Comment Re:we have to many Ph.D's and when you need to do (Score 1) 62

we have to many Ph.D's and when you need to do this to keep your slot = the college system is broken.

They are students not PhDs. And you don't "need" to do this to keep "your slot". Nobody is entitled to a slot. What you have to earn is not owed to you.

It's a competitive system, and you have to maintain certain level of merit and academic progress.
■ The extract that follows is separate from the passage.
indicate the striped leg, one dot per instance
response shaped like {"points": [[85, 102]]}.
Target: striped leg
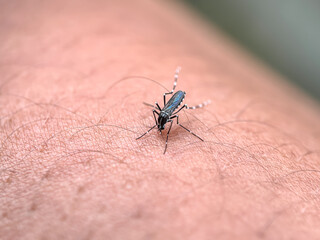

There is a right way. Either follow the rules or quit, and go do something more productive. And somebody deciding to become a criminal does not mean the system is broken.

There is intense competition in research, whether it's as a PhD candidate or afterwards in a research lab. Everyone is looking out for themselves, trying to figure out how they can grab as much credit for themselves as possible. Sabotage is rare, but stealing ideas (or rather hearing something legally and then running with that idea independently) is very common. In teams, each researcher is primarily concerned with how they can get recognized as an individual for promotions and bonuses and how they can pad their own resume. If anything, things get much more competitive after graduation.

Comment Re:Or alternatively... (Score 1) 30

... use the 1.85 million unemployed in Japan to pick the tomatoes. I doubt they're all wannabe rocket scientists or AI devs just waiting for their break.

The problem in Japan is that they restrict immigrant workers even more than the US. Just like most Americans, most Japanese wouldn't want to pick tomatoes (or any other farm product) because the wages are far too low for the difficulty of the work. Even unemployed Americans and Japanese would refuse to pick tomatoes for such a low wage accompanied by literally back-breaking work. That's why Trump's immigration crackdown is affecting American fruit and vegetable farmers so severely.

The only ways to combat this problem are (1) for farmers to pay more to pickers and for consumers to accept dramatically higher prices or (2) to use robots.